State Transition Rules

Query Level:

DISCOVERING → CONNECTING (when relays selected)
CONNECTING → LOADING (when first relay connects)
CONNECTING → FAILED (when all relay connections fail, timeout)

LOADING → LIVE (when EOSE received, stream=true, >0 relays connected)
LOADING → PARTIAL (when some EOSE, some failed, stream=true)
LOADING → CLOSED (when all EOSE received, stream=false)
LOADING → FAILED (when all relays fail before EOSE)

LIVE → PARTIAL (when some relays disconnect)
LIVE → FAILED (when all relays disconnect)

PARTIAL → LIVE (when previously failed relays reconnect)
PARTIAL → FAILED (when remaining relays disconnect)

Per-Relay (tracked in RelayStateManager):

PENDING → CONNECTING (when connection initiated)
CONNECTING → CONNECTED (when WebSocket open, REQ sent)
CONNECTING → ERROR (when connection fails)
CONNECTING → TIMEOUT (when connection takes too long)

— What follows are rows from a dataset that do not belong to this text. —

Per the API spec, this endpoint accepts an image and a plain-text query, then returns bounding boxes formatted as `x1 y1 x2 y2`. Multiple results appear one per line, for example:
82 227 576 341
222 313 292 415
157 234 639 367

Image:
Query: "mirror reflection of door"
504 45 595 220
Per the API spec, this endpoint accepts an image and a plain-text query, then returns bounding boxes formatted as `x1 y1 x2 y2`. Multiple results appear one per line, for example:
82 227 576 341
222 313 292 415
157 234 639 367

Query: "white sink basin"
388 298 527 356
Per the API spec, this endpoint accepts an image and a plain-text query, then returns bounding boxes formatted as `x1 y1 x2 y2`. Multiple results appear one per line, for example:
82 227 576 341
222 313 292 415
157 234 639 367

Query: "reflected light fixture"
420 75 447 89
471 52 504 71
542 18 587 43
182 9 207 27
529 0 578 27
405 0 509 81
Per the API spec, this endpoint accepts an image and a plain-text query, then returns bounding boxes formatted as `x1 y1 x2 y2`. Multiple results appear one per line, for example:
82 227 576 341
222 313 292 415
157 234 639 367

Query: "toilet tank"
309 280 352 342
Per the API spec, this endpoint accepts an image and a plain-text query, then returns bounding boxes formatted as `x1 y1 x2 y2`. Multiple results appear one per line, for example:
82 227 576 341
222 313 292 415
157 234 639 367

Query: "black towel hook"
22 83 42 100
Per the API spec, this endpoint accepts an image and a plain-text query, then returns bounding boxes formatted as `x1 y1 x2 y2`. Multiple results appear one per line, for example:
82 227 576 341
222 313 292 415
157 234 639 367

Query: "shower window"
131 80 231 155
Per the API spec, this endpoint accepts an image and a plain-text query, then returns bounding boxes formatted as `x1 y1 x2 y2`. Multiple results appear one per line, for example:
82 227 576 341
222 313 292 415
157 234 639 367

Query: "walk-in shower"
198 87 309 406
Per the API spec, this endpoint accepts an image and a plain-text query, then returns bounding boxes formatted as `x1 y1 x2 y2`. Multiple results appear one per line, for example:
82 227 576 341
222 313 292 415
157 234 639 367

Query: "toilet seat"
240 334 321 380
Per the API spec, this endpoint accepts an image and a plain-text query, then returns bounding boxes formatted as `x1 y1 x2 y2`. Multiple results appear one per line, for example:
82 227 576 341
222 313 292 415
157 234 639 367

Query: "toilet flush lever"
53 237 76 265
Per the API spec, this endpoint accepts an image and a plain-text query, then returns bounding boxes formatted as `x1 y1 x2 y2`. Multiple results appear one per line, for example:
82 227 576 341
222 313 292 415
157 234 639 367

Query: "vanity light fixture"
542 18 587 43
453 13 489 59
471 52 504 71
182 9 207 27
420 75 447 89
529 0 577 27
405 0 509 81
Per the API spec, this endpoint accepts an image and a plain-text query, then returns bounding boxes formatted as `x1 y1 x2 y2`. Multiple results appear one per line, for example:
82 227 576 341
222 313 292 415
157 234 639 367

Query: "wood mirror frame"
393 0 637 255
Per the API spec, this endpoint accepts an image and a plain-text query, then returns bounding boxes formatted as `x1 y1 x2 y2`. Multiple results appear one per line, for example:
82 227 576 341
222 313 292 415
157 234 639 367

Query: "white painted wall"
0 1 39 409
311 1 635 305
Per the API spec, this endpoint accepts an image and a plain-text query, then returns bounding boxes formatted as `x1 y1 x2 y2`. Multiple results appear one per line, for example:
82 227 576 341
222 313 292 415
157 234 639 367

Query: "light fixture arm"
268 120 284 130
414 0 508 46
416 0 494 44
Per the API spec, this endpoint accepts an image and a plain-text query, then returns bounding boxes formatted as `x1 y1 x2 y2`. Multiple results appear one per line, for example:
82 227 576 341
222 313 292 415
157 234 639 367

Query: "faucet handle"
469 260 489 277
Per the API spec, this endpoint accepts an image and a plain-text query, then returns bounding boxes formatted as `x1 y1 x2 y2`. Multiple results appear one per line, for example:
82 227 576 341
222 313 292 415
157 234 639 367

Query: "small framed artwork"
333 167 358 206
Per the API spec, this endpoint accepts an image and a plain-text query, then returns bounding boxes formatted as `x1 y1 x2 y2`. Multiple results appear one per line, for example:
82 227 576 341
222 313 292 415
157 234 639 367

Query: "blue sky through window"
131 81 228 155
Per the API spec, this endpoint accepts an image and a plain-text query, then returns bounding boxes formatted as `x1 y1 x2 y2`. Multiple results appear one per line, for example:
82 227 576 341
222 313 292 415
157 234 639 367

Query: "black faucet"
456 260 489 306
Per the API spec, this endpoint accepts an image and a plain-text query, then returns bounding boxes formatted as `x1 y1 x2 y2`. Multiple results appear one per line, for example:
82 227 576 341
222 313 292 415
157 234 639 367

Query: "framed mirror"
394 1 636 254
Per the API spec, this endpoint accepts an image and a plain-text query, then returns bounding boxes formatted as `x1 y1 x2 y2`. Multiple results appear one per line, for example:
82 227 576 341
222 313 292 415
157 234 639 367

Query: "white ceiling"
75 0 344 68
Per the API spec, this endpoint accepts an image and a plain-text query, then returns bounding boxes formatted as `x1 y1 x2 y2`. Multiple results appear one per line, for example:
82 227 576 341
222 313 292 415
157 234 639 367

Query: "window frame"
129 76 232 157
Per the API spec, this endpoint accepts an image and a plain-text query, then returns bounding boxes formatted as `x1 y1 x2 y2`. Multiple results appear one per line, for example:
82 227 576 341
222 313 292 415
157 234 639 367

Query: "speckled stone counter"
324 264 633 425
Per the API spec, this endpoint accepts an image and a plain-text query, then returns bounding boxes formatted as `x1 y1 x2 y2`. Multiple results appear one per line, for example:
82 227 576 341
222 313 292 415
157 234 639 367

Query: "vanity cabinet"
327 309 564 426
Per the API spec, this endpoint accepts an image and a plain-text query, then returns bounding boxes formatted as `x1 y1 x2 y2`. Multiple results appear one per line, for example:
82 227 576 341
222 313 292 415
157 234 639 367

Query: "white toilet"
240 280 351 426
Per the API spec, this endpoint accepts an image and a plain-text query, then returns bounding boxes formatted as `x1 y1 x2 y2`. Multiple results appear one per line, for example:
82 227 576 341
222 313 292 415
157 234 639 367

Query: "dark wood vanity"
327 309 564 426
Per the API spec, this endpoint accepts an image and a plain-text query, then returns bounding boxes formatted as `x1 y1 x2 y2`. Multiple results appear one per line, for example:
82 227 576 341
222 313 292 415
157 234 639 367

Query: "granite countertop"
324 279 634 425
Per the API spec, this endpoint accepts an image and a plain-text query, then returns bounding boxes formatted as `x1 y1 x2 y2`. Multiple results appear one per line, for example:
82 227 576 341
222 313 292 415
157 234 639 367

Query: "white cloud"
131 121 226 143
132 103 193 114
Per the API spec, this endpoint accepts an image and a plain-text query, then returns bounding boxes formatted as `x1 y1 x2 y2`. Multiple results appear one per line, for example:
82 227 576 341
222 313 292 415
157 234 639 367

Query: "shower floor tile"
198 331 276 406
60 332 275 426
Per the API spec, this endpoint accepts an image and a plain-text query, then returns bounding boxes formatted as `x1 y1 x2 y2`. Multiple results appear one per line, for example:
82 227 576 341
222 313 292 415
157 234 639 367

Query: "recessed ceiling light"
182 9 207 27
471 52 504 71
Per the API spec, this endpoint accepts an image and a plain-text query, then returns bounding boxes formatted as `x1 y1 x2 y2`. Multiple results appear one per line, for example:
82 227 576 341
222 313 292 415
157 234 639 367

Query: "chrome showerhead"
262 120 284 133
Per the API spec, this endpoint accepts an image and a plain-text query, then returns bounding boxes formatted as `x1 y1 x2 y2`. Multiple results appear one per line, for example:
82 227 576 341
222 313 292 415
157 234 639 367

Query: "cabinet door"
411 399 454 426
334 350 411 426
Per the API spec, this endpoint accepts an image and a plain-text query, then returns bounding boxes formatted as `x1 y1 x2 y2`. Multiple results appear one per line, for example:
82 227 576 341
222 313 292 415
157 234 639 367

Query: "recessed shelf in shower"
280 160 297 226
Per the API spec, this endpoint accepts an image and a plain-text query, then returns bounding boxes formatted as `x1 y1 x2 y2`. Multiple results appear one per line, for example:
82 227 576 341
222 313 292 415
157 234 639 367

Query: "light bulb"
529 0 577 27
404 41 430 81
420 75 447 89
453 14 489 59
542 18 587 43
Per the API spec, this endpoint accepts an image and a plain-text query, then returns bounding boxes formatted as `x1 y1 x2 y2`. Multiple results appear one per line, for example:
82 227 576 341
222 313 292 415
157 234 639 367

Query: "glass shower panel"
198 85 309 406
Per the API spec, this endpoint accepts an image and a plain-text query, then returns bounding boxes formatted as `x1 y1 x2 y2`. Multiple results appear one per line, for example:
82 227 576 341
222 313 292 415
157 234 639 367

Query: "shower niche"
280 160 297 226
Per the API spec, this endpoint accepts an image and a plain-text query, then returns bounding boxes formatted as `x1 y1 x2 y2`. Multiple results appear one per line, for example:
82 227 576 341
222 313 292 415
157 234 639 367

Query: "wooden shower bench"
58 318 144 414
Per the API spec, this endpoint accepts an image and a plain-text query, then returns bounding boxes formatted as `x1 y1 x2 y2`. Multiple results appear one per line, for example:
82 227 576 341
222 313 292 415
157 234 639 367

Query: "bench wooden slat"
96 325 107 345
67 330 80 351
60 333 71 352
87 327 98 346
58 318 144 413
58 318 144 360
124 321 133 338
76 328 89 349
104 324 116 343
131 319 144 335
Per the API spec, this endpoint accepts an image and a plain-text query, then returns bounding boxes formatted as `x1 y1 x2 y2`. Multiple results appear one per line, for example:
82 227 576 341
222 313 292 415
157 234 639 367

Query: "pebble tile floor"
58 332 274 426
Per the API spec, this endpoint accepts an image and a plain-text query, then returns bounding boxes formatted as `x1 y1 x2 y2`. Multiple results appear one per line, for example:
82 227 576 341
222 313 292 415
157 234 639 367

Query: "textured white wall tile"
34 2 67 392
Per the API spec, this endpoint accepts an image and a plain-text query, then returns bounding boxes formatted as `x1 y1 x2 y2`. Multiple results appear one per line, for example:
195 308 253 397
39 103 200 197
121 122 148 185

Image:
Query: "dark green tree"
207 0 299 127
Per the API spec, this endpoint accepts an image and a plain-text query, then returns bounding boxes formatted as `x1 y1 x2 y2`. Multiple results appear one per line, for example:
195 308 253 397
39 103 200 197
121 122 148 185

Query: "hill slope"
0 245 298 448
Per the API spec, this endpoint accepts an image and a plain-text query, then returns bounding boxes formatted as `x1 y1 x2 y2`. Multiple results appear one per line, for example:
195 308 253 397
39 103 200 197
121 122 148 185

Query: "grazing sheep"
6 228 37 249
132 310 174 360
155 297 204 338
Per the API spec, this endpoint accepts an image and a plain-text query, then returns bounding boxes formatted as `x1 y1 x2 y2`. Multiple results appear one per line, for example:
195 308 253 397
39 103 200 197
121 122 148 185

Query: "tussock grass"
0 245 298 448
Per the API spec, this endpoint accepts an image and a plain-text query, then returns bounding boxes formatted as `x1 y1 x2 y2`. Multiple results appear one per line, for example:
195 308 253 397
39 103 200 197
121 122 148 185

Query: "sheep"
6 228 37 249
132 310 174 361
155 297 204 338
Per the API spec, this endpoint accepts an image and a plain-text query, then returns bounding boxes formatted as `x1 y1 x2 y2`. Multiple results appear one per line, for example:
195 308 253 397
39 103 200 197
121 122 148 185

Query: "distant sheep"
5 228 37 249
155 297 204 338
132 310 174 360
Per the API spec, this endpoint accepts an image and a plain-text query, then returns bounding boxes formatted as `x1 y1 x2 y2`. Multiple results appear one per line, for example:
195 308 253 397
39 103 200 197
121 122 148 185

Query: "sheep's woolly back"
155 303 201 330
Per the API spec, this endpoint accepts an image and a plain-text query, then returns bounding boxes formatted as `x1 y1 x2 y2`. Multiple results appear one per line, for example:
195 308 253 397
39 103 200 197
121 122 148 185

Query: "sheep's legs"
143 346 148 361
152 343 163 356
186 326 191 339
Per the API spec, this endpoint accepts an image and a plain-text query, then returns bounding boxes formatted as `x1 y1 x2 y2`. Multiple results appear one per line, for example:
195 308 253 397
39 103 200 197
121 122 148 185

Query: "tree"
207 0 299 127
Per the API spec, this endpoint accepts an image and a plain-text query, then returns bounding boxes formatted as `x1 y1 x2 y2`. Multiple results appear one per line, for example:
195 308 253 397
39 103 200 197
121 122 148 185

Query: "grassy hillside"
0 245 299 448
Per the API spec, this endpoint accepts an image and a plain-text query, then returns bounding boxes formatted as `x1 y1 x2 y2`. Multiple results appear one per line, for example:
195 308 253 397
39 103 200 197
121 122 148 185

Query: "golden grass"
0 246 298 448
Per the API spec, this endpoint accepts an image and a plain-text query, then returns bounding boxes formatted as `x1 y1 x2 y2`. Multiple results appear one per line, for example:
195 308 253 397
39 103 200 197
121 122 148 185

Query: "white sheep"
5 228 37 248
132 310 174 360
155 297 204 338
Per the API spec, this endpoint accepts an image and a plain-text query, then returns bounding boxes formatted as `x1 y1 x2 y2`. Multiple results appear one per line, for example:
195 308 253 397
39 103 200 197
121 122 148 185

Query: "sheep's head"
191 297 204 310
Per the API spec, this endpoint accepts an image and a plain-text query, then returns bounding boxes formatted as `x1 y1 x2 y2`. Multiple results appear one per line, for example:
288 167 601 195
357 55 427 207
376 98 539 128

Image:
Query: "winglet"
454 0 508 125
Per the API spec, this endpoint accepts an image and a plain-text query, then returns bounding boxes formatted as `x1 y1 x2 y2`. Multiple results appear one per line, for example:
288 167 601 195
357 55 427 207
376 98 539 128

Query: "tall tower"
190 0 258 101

CONNECTED → RECEIVING (when first event received)
CONNECTED → EOSE_RECEIVED (when EOSE received, no prior events)
CONNECTED → ERROR (when connection lost)

RECEIVING → EOSE_RECEIVED (when EOSE received)
RECEIVING → DISCONNECTED (when connection lost before EOSE)
RECEIVING → ERROR (when protocol error)

EOSE_RECEIVED → CLOSED (when relay closes connection after EOSE)
EOSE_RECEIVED → DISCONNECTED (when relay keeps connection open in streaming)

Data Requirements

Information We Need But Don't Have

  1. Per-Relay EOSE Status:

    • Which relays sent real EOSE?
    • Which relays disconnected without EOSE?
    • Which relays timed out?
    • Which relays are still streaming?
  2. Per-Relay Event Counts:

    • How many events did each relay send?
    • Useful for showing progress and diagnosing issues
  3. Error Details:

    • Why did relay fail? (connection refused, timeout, protocol error, auth required)
    • Currently lost in catchError(() => of("EOSE"))
  4. Timing Information:

    • When did relay connect?
    • When did first event arrive?
    • When did EOSE arrive?
    • How long did query take per relay?
  5. Relay Health Context:

    • Is relay in RelayLiveness backoff state?
    • Has relay been failing consistently?
    • Should we even attempt connection?

Information We Have But Don't Use

From RelayStateManager (src/services/relay-state-manager.ts):

  • connectionState: "connected" | "connecting" | "disconnected" | "error"
  • lastConnected, lastDisconnected: Timestamps
  • errors[]: Array of error messages with types
  • stats.connectionsCount: How many times relay connected

From RelayLiveness (src/services/relay-liveness.ts):

  • Failure counts per relay
  • Backoff states
  • Last success/failure times
  • Should prevent connection attempts to dead relays

Problem: useReqTimeline doesn't integrate with either of these!

Nostr Protocol Semantics

REQ Lifecycle (NIP-01)

  1. Client sends: ["REQ", <subscription_id>, <filter1>, <filter2>, ...]
  2. Relay responds with zero or more: ["EVENT", <subscription_id>, <event>]
  3. Relay sends: ["EOSE", <subscription_id>] when initial query complete
  4. Client can keep subscription open for streaming
  5. Client closes: ["CLOSE", <subscription_id>]
  6. Relay can close: ["CLOSED", <subscription_id>, <reason>]

EOSE Semantics

What EOSE means:

  • "I have sent all stored events matching your filter"
  • "Initial query phase is complete"
  • Connection is still open (unless relay closes immediately after)

What EOSE does NOT mean:

  • "No more events will be sent" (streaming continues)
  • "Connection is closing"
  • "Query was successful" (could have returned 0 events)

CLOSED Semantics

Why relays send CLOSED:

  • auth-required: AUTH event required before query
  • rate-limited: Too many requests
  • error: Generic error (parsing, internal, etc.)
  • invalid: Filter validation failed

Client should:

  • Distinguish CLOSED from EOSE
  • Handle auth-required by prompting user
  • Handle rate-limiting with backoff
  • Show errors to user

Applesauce Behavior Analysis

Retry/Reconnect Logic

relay.subscription() options:

  • retries (deprecated): Number of retry attempts
  • reconnect (default: true, 10 retries): Retry on connection failures
  • resubscribe (default: false): Resubscribe if relay sends CLOSED

Current usage in useReqTimeline.ts:

pool.subscription(relays, filtersWithLimit, {
  retries: 5,
  reconnect: 5,
  resubscribe: true,
  eventStore,
});

Behavior:

  • Retries connection failures up to 5 times
  • Resubscribes if relay sends CLOSED (like auth-required)
  • Uses exponential backoff (see Relay.createReconnectTimer)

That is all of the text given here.